For these reasons, Tierney's motion and BNSF's motion are each GRANTED in part and DENIED in part with respect to Topics Nos. 6 and 10. BNSF's corporate representative must prepare to testify on these topics, as set forth above.
C. Relief from the expert disclosure deadline
In a footnote, Tierney asks for “leave of the expert disclosure deadline,” which expired one week from Tierney filing his motion to compel, on June 21, 2024. Dkt. 10 at 1 n.1. Tierney does not further justify this request. Without more explanation, the court cannot evaluate, let alone grant, Tierney's request. Moreover, as BNSF points out, the June 21 deadline already reflects an extension from the original disclosure deadline. Given Tierney's timing, the court is hard pressed to find good cause for Tierney's requested extension, and it is DENIED.
ORDER
IT IS ORDERED that:
- Tierney's motion to compel, dkt. 9, is GRANTED in part and DENIED in part, as set forth above.
- BNSF's motion for protective order, dkt. 24, is GRANTED in part and DENIED in part, as set forth above.

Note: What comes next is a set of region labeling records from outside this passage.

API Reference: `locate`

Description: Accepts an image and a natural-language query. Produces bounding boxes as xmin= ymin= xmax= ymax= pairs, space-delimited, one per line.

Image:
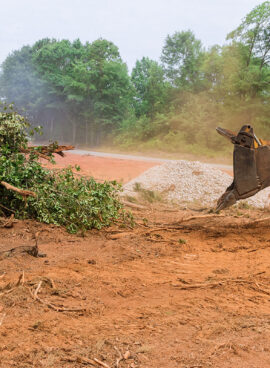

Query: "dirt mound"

xmin=0 ymin=205 xmax=270 ymax=368
xmin=124 ymin=160 xmax=270 ymax=208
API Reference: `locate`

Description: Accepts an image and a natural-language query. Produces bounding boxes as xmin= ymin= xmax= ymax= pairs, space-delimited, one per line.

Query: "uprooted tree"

xmin=0 ymin=105 xmax=127 ymax=233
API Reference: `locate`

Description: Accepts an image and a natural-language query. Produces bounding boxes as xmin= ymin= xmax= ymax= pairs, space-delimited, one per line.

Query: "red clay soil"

xmin=0 ymin=205 xmax=270 ymax=368
xmin=45 ymin=152 xmax=157 ymax=183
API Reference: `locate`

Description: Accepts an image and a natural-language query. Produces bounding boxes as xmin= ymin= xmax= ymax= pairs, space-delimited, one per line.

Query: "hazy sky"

xmin=0 ymin=0 xmax=263 ymax=69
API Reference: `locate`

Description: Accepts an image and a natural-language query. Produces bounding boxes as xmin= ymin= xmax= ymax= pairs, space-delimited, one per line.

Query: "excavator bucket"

xmin=216 ymin=125 xmax=270 ymax=212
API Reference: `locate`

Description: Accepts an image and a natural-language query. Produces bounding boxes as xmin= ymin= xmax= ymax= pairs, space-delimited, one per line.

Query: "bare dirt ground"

xmin=0 ymin=153 xmax=270 ymax=368
xmin=44 ymin=152 xmax=158 ymax=183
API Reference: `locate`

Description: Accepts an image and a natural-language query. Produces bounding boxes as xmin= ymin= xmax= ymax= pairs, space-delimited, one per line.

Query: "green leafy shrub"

xmin=0 ymin=106 xmax=126 ymax=233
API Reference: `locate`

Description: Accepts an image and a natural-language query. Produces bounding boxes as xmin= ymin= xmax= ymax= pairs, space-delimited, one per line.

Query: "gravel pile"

xmin=123 ymin=160 xmax=270 ymax=208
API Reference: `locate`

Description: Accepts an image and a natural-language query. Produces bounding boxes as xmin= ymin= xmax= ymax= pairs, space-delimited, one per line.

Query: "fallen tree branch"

xmin=113 ymin=346 xmax=124 ymax=368
xmin=121 ymin=200 xmax=146 ymax=210
xmin=61 ymin=356 xmax=96 ymax=367
xmin=172 ymin=279 xmax=254 ymax=290
xmin=0 ymin=181 xmax=37 ymax=197
xmin=27 ymin=288 xmax=86 ymax=312
xmin=0 ymin=245 xmax=38 ymax=259
xmin=94 ymin=358 xmax=111 ymax=368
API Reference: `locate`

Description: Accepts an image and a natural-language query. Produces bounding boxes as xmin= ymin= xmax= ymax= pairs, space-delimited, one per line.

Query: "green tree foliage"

xmin=0 ymin=107 xmax=125 ymax=233
xmin=161 ymin=31 xmax=203 ymax=90
xmin=0 ymin=1 xmax=270 ymax=155
xmin=131 ymin=57 xmax=170 ymax=119
xmin=0 ymin=39 xmax=132 ymax=144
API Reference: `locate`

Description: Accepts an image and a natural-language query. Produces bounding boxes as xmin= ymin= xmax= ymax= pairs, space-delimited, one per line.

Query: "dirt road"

xmin=0 ymin=205 xmax=270 ymax=368
xmin=44 ymin=150 xmax=232 ymax=183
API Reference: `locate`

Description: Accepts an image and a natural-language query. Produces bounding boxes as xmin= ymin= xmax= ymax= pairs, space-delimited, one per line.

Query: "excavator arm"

xmin=216 ymin=125 xmax=270 ymax=212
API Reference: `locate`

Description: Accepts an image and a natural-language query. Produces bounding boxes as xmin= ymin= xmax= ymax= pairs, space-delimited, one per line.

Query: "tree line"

xmin=0 ymin=1 xmax=270 ymax=154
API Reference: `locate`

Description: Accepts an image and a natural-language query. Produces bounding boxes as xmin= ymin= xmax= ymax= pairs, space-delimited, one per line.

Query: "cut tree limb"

xmin=0 ymin=181 xmax=37 ymax=197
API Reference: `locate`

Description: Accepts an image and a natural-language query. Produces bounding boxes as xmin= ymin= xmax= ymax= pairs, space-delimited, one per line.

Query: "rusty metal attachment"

xmin=216 ymin=125 xmax=270 ymax=212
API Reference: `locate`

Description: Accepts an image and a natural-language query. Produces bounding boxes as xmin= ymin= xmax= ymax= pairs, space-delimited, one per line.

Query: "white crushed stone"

xmin=123 ymin=160 xmax=270 ymax=208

- The parties are ORDERED to meet and confer and submit a proposed standing protective order to govern the exchange of confidential information in the case within 10 days of this order. BNSF is ORDERED to supplement its document production as set forth above within 21 days of this order.

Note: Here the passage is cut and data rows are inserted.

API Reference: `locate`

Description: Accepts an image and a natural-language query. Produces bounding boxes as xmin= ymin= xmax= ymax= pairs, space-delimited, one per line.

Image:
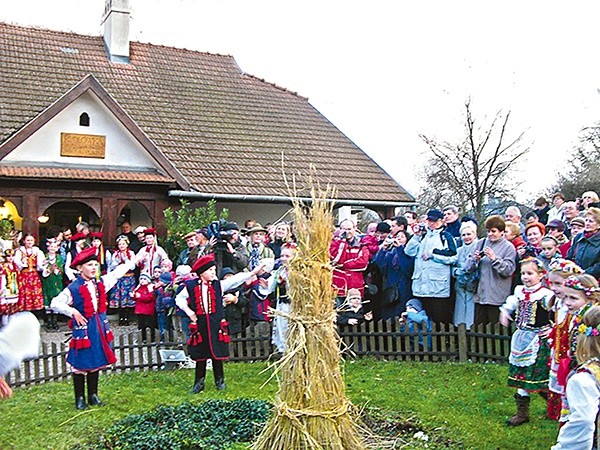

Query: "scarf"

xmin=248 ymin=244 xmax=260 ymax=271
xmin=79 ymin=281 xmax=107 ymax=319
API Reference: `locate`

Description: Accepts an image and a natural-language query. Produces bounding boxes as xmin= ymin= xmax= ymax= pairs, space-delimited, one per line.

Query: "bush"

xmin=163 ymin=200 xmax=229 ymax=262
xmin=78 ymin=399 xmax=271 ymax=450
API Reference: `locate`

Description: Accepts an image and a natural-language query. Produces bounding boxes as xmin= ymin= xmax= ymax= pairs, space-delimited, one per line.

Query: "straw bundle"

xmin=254 ymin=188 xmax=365 ymax=450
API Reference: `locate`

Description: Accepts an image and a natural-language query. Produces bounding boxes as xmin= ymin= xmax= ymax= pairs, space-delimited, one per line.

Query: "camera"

xmin=206 ymin=219 xmax=234 ymax=247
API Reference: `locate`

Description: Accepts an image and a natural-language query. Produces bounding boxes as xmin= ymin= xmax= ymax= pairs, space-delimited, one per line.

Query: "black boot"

xmin=195 ymin=361 xmax=206 ymax=394
xmin=73 ymin=373 xmax=88 ymax=409
xmin=213 ymin=359 xmax=227 ymax=391
xmin=87 ymin=371 xmax=104 ymax=406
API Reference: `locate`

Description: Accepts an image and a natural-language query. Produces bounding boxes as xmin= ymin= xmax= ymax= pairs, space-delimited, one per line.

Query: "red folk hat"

xmin=71 ymin=247 xmax=98 ymax=269
xmin=192 ymin=253 xmax=217 ymax=275
xmin=71 ymin=233 xmax=87 ymax=242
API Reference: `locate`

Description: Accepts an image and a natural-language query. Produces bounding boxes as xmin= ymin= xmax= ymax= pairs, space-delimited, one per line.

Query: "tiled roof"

xmin=0 ymin=165 xmax=175 ymax=183
xmin=0 ymin=23 xmax=413 ymax=202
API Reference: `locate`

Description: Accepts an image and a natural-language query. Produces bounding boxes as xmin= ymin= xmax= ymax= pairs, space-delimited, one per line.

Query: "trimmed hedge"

xmin=76 ymin=399 xmax=271 ymax=450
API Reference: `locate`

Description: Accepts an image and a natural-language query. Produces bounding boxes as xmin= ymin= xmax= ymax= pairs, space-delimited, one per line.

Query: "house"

xmin=0 ymin=0 xmax=415 ymax=246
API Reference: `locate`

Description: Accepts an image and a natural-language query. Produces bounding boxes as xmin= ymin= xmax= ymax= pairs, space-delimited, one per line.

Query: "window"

xmin=79 ymin=113 xmax=90 ymax=127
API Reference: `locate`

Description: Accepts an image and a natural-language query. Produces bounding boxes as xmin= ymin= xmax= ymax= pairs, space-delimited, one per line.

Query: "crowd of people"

xmin=0 ymin=192 xmax=600 ymax=448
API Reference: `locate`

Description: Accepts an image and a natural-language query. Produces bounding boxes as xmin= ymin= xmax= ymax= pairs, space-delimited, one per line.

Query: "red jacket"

xmin=329 ymin=238 xmax=369 ymax=297
xmin=360 ymin=234 xmax=379 ymax=261
xmin=133 ymin=285 xmax=154 ymax=316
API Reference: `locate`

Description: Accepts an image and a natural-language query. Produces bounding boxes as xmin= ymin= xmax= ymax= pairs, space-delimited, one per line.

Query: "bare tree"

xmin=550 ymin=122 xmax=600 ymax=200
xmin=419 ymin=99 xmax=529 ymax=223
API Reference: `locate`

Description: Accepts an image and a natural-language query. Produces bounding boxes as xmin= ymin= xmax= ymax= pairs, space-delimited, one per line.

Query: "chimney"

xmin=102 ymin=0 xmax=130 ymax=64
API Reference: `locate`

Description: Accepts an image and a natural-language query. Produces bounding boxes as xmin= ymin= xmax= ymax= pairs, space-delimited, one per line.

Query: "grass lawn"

xmin=0 ymin=359 xmax=557 ymax=450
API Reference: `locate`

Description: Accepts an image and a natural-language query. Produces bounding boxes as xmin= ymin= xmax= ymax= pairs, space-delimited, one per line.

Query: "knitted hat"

xmin=406 ymin=298 xmax=423 ymax=312
xmin=219 ymin=267 xmax=234 ymax=280
xmin=427 ymin=209 xmax=444 ymax=221
xmin=570 ymin=217 xmax=585 ymax=227
xmin=375 ymin=222 xmax=392 ymax=233
xmin=158 ymin=272 xmax=173 ymax=284
xmin=140 ymin=273 xmax=152 ymax=281
xmin=192 ymin=253 xmax=217 ymax=275
xmin=546 ymin=219 xmax=567 ymax=231
xmin=71 ymin=247 xmax=98 ymax=269
xmin=71 ymin=233 xmax=87 ymax=242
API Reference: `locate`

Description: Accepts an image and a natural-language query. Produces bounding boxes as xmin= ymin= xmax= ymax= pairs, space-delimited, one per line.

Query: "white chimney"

xmin=102 ymin=0 xmax=130 ymax=63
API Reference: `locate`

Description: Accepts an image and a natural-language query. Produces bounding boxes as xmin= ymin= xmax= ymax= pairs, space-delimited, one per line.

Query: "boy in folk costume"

xmin=50 ymin=247 xmax=135 ymax=409
xmin=0 ymin=248 xmax=21 ymax=325
xmin=175 ymin=254 xmax=263 ymax=394
xmin=42 ymin=239 xmax=65 ymax=330
xmin=137 ymin=228 xmax=169 ymax=278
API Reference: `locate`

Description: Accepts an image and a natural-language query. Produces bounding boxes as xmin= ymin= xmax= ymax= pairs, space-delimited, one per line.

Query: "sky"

xmin=0 ymin=0 xmax=600 ymax=203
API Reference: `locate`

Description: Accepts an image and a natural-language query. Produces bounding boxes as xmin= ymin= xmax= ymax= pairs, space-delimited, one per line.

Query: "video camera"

xmin=206 ymin=219 xmax=235 ymax=244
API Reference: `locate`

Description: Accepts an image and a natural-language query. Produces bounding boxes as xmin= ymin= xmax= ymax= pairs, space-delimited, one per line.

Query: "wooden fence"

xmin=6 ymin=320 xmax=512 ymax=387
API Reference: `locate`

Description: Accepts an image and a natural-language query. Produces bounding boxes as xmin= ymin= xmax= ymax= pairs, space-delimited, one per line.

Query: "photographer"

xmin=329 ymin=219 xmax=369 ymax=302
xmin=208 ymin=221 xmax=248 ymax=274
xmin=404 ymin=209 xmax=457 ymax=323
xmin=465 ymin=216 xmax=516 ymax=324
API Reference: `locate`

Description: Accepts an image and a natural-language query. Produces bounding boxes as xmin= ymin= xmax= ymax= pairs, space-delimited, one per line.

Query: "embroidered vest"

xmin=68 ymin=277 xmax=107 ymax=319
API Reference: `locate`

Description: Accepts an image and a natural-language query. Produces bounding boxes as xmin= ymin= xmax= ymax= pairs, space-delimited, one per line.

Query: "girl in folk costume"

xmin=137 ymin=228 xmax=169 ymax=278
xmin=131 ymin=273 xmax=155 ymax=343
xmin=65 ymin=233 xmax=88 ymax=281
xmin=90 ymin=231 xmax=110 ymax=277
xmin=557 ymin=273 xmax=600 ymax=426
xmin=500 ymin=258 xmax=554 ymax=426
xmin=51 ymin=247 xmax=135 ymax=409
xmin=0 ymin=248 xmax=21 ymax=325
xmin=547 ymin=259 xmax=583 ymax=420
xmin=261 ymin=244 xmax=296 ymax=354
xmin=108 ymin=234 xmax=135 ymax=325
xmin=552 ymin=306 xmax=600 ymax=450
xmin=175 ymin=254 xmax=263 ymax=394
xmin=15 ymin=234 xmax=46 ymax=311
xmin=42 ymin=239 xmax=65 ymax=330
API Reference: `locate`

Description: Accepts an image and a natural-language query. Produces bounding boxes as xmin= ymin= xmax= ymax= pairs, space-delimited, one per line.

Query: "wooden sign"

xmin=60 ymin=133 xmax=106 ymax=158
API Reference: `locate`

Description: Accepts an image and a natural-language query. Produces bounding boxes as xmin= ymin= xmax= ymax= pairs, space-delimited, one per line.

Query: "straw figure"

xmin=254 ymin=188 xmax=365 ymax=450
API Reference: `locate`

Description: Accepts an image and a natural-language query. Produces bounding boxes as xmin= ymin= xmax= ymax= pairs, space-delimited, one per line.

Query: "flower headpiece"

xmin=565 ymin=276 xmax=600 ymax=297
xmin=521 ymin=256 xmax=546 ymax=275
xmin=549 ymin=258 xmax=583 ymax=275
xmin=577 ymin=323 xmax=600 ymax=336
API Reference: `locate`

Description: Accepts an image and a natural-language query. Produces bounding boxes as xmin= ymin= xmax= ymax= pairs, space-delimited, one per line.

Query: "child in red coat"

xmin=131 ymin=274 xmax=155 ymax=343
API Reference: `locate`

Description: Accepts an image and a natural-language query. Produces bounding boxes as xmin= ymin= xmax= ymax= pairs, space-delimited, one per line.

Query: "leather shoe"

xmin=75 ymin=397 xmax=88 ymax=409
xmin=88 ymin=394 xmax=104 ymax=406
xmin=190 ymin=379 xmax=204 ymax=394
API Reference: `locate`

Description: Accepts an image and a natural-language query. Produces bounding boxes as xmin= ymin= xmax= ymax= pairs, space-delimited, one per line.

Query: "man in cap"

- The parties shall bear their own costs on these motions.
Entered 31st day of July, 2024.
Footnotes
While these discovery motions were pending, BNSF filed another discovery motion. Dkt. 29. That motion is not yet fully briefed, so it will be addressed separately in due course.
BNSF describes this division as encompassing operations in Wisconsin, Minnesota, the Dakotas, parts of Iowa, and parts of Nebraska. Dkt. 17 at 9.
The parties accuse one another of breaching their duty to preserve this e-mail, but neither party moved for sanctions and thus the issue is not ripe for the court's consideration. Regardless, the court need not decide whether there was a duty to preserve or whether any such duty was breached to decide the motion to compel. If the parties wish to pursue sanctions, they should submit motions in conjunction with motions for summary judgment or pretrial motions so the value of any missing evidence can be assessed in context.
In a single sentence, Tierney also asks the court to compel BNSF to “to produce system-wide records of other reports of Nu-Star PowerPusher malfunctions, misfunctions, defects, or glitches.” Dkt. 10 at 18. This is a threadbare request with no factual or legal development and so it is DENIED.